About half a decade after the Lokpal and Lokayuktas Bill was passed, and as the National Democratic Alliance’s tenure winds down, India will get its first lokpal. Former Supreme Court judge PC Ghose was on Sunday recommended to be the country’s top corruption watchdog by a selection committee headed by Prime Minister Narendra Modi.

It is not clear if other members of the Lokpal committee have been finalised yet. The committee can have up to eight members and must include Scheduled Tribes, Scheduled Castes, Other Backward Classes, minorities and women. Even Ghose’s appointment seems to have been nudged along by the Supreme Court, which set a February-end deadline for the selection committee. Like so many of the Centre’s grand gestures towards fighting corruption, it seems disingenuous at worst and half-hearted at best.

Though the idea of an anti-corruption ombudsman was first floated in the 1960s, this bill was born out of mass agitations that gained ground in 2011. The India Against Corruption movement, led among others by activist Anna Hazare, the present Delhi chief minister, Arvind Kejriwal, proved to be the unravelling of the United Progressive Alliance government. It was fuelled by tremendous public anger against a scam-ridden ancien regime and a desire for change.

The heat and dust of the protests had two results. First, the lokpal bill emerged as a magic cure for corruption. Second, it provided an opening for the Bharatiya Janata Party to project itself as the clean alternative – the promise to fight corruption and black money became a key election plank in 2014.
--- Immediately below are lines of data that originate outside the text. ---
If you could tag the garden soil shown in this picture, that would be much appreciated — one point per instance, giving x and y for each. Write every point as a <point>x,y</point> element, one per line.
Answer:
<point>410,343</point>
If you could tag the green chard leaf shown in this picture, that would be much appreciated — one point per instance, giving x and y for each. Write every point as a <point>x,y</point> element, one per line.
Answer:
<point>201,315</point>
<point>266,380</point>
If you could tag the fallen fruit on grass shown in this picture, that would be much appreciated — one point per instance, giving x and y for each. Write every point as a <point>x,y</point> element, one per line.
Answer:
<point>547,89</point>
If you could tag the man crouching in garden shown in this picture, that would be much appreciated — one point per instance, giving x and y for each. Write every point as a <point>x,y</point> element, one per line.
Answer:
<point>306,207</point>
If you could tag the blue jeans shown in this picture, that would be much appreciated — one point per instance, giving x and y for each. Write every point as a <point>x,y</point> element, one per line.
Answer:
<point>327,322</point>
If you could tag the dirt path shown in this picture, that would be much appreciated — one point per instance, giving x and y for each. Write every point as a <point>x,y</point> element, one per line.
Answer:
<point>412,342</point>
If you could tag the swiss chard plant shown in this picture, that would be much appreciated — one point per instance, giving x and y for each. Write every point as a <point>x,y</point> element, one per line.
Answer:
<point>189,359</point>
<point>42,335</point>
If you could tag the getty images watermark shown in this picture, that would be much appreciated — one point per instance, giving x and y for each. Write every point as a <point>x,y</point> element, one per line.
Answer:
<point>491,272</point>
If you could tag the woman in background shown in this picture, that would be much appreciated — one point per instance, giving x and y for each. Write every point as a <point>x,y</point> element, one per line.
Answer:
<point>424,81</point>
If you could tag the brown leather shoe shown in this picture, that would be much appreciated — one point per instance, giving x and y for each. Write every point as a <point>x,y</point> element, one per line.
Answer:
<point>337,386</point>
The BJP may have had mixed sentiments about the bill and as Gujarat chief minister Modi had opposed the appointment of a lokayukta. Indeed, the institution of the lokpal had been criticised on several counts: it only added another fallible institution without fixing the ones that were broken, it would paralyse the executive with fear, it would short circuit constitutional checks and balances. If these concerns weighed with the BJP, it did not make them known. Some of the few safeguards that did exist seem to have been bypassed – no opposition party had a say in Ghose’s appointment, for instance.

The BJP’s own “surgical strike” on corruption – demonetisation – proved to be short-sighted and born of a much more punitive imagination than that which dreamt up the lokpal bill. It failed to extinguish black money, while causing boundless economic distress. Besides, even as the BJP showboated on black money, it worked to make government and political parties less transparent, less accountable. It attempted to dilute the Right to Information Act, it made a mockery out of institutions such as the Central Bureau of Investigation, it drew a veil over political funding by introducing electoral bonds.

After five years of spectacle that was meant to cover up for the creeping systemic rot, the appointment of a lokpal merely looks like an extension of the BJP’s Lok Sabha campaign. Watchmen, after all, are the flavour of the season.